Health IT can't evolve to handle toughest insurance industry challenges, execs say
Insurance executives don't think that health information technology analytics can evolve to help their companies address their top challenges of regulatory compliance, value-based reimbursement and patient-centered care, according to a recent survey from consulting company Genpact.
Out of the more than 900 senior-level execs surveyed, 69 percent said business intelligence and analytics are the least mature technical aspect of the insurance industry and the least likely to evolve into a useful tool.
On the other hand, almost all of the C-suite execs said claims processes and adjudication are the most mature components of the industry and most prepared to meet the challenges. They may feel that way because insurers have generally focused their attention on using analytics to improve claims processing as well as customer service and satisfaction, the survey noted.

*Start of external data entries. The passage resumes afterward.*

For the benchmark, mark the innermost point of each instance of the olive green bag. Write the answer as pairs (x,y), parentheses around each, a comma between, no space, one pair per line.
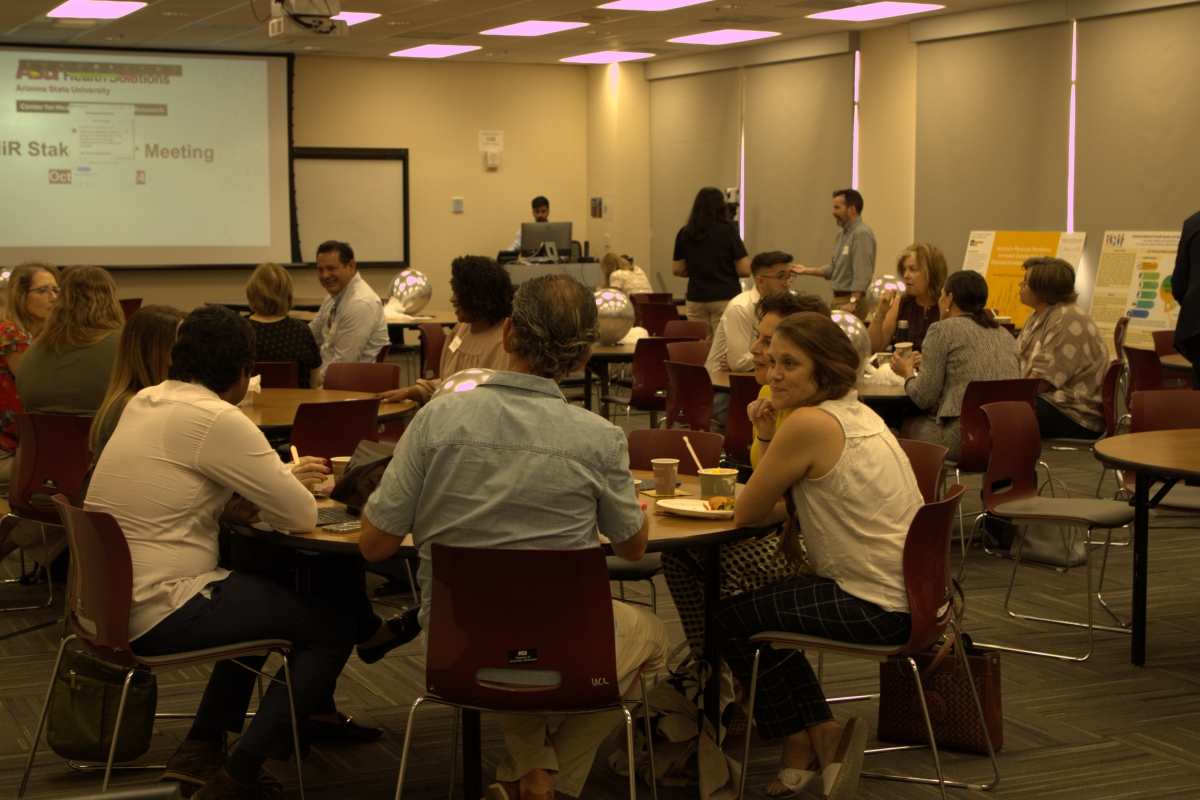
(84,702)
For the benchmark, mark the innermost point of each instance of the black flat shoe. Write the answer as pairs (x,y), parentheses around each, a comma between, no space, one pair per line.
(406,629)
(345,731)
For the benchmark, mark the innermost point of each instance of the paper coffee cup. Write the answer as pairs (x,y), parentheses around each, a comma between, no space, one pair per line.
(718,482)
(665,470)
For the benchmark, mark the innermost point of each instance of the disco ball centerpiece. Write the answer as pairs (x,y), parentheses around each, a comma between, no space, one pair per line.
(462,382)
(411,292)
(882,284)
(616,314)
(856,330)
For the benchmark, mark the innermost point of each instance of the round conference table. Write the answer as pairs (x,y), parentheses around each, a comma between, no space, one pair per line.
(1167,456)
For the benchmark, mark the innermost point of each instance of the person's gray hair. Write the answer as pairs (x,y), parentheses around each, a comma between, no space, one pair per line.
(555,323)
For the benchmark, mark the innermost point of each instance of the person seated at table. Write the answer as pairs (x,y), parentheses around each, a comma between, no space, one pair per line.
(623,276)
(481,295)
(544,474)
(351,326)
(181,461)
(67,367)
(279,337)
(819,461)
(967,344)
(923,269)
(1062,347)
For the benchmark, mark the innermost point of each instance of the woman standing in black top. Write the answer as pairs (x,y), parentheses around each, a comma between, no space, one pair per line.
(279,337)
(711,254)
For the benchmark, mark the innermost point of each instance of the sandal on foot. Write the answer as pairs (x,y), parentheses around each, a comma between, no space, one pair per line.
(841,775)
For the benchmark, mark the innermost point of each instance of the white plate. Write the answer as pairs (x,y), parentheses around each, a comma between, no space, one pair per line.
(685,507)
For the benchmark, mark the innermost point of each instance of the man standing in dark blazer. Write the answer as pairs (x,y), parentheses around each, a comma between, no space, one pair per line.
(1187,294)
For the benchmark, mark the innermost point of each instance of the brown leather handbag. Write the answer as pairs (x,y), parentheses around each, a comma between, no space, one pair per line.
(947,695)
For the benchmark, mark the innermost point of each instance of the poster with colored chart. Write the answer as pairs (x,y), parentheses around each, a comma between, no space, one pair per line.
(1134,280)
(999,256)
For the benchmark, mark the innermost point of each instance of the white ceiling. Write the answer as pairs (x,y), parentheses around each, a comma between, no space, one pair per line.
(231,25)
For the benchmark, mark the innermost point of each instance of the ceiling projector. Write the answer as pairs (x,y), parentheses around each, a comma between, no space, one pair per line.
(306,18)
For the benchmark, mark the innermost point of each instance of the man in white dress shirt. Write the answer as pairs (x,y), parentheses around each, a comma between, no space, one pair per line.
(351,326)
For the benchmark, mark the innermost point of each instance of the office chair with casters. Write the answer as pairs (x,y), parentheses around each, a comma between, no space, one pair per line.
(489,603)
(927,571)
(103,584)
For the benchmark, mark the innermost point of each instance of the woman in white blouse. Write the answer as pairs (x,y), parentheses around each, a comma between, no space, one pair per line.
(820,458)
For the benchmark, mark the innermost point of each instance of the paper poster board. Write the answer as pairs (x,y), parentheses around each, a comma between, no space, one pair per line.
(1134,280)
(999,256)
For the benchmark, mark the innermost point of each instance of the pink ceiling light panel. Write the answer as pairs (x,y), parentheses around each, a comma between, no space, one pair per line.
(354,17)
(533,28)
(875,11)
(433,50)
(651,5)
(725,36)
(94,10)
(606,56)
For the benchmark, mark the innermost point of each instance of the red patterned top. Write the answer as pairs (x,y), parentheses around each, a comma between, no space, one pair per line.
(13,338)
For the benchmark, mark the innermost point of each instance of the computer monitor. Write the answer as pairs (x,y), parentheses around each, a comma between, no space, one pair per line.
(533,234)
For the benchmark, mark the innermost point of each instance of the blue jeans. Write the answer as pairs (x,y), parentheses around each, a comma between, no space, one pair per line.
(247,607)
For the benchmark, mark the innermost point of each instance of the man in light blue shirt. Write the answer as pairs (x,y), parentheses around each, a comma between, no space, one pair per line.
(351,326)
(511,464)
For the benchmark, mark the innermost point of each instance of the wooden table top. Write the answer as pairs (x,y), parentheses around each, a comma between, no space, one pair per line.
(1176,361)
(277,407)
(667,531)
(1163,453)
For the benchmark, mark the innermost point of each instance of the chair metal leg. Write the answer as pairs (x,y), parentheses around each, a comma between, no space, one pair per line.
(408,740)
(41,720)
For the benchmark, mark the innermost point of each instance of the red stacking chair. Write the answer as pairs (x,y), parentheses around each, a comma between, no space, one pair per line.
(689,396)
(328,429)
(363,377)
(279,374)
(689,352)
(658,443)
(738,431)
(927,575)
(103,584)
(491,602)
(687,329)
(648,391)
(433,338)
(53,457)
(927,459)
(655,317)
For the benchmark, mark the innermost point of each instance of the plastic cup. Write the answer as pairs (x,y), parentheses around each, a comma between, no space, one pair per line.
(665,470)
(718,482)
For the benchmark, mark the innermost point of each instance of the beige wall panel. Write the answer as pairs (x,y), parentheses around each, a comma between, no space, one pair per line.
(991,136)
(695,130)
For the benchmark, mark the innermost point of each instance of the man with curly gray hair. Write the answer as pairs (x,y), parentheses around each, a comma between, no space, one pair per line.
(511,463)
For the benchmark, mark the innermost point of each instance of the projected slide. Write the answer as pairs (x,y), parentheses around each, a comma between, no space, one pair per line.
(133,151)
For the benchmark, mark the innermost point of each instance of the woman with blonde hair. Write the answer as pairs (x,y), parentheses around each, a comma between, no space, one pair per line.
(143,358)
(279,337)
(624,277)
(67,367)
(819,461)
(923,269)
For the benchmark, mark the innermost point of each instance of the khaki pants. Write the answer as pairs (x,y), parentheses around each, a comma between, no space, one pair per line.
(570,750)
(840,300)
(707,312)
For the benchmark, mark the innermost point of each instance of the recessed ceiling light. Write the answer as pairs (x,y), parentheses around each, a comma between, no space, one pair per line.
(435,50)
(354,17)
(651,5)
(875,11)
(725,36)
(94,10)
(606,56)
(532,28)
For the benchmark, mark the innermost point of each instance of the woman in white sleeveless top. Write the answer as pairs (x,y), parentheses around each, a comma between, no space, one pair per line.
(855,495)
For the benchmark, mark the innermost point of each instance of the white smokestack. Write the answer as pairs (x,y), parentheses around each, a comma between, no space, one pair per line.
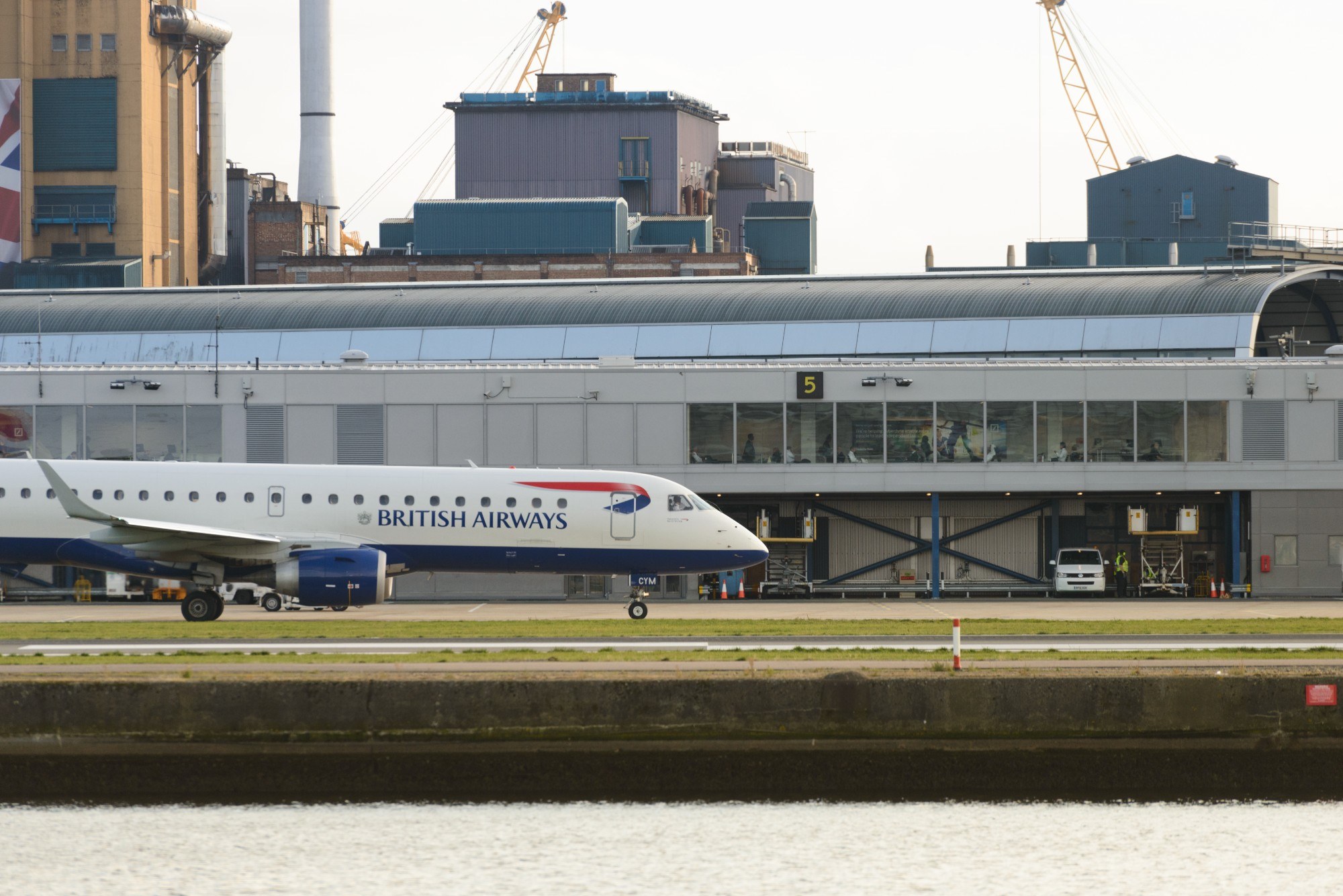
(318,115)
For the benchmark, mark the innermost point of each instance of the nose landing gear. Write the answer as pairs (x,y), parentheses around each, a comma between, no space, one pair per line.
(637,608)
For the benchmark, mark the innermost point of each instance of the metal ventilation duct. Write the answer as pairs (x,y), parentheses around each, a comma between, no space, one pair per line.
(187,23)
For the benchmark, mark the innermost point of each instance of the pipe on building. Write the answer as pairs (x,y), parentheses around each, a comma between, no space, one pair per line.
(179,21)
(216,160)
(318,115)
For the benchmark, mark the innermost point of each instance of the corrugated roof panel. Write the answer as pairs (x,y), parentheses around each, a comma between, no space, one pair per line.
(970,337)
(241,348)
(746,340)
(105,348)
(314,345)
(1046,334)
(1199,333)
(820,338)
(674,342)
(896,338)
(514,344)
(1122,334)
(389,345)
(600,342)
(616,302)
(457,345)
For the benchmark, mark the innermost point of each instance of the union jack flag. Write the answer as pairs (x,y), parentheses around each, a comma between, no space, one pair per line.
(11,179)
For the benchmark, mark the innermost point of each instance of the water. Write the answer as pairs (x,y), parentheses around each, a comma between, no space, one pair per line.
(678,848)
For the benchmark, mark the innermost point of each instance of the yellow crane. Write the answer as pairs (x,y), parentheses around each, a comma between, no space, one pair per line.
(1079,95)
(542,51)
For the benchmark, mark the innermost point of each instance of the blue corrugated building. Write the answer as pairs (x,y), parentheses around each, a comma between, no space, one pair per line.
(1136,215)
(784,236)
(522,227)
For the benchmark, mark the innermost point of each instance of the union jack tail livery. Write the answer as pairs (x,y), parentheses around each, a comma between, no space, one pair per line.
(11,179)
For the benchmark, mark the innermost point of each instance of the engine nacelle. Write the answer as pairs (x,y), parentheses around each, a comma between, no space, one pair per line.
(335,577)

When it came to the challenges they face, 65 percent of the insurance execs said ensuring their companies are compliant with regulations was the top obstacle, while 58 percent cited increasing customer satisfaction and 51 percent said reducing costs.
"While evolving regulations continue to challenge healthcare organizations, operational efficiencies and consumer satisfaction are now an important focus," Jim Mapes, senior vice president and business leader, Healthcare, Genpact, said in a statement. "The industry sees the greatest value in a pragmatic approach that uses technology judiciously and combines it with shared organizational models to address these challenges."
One way some insurers are handling their health IT issues is to invest in more advanced tech startup companies. The Blue Cross Blue Shield Association, along with an investment house, established BlueCross BlueShield Venture Partners, which has become the third most active digital health investor since 2010, FierceHealthPayer previously reported.
In addition, public and private insurance exchanges are starting to invest in decision support software, which analyzes how a consumer answers demographic and health questions to help them find the insurance plan that best fits their needs.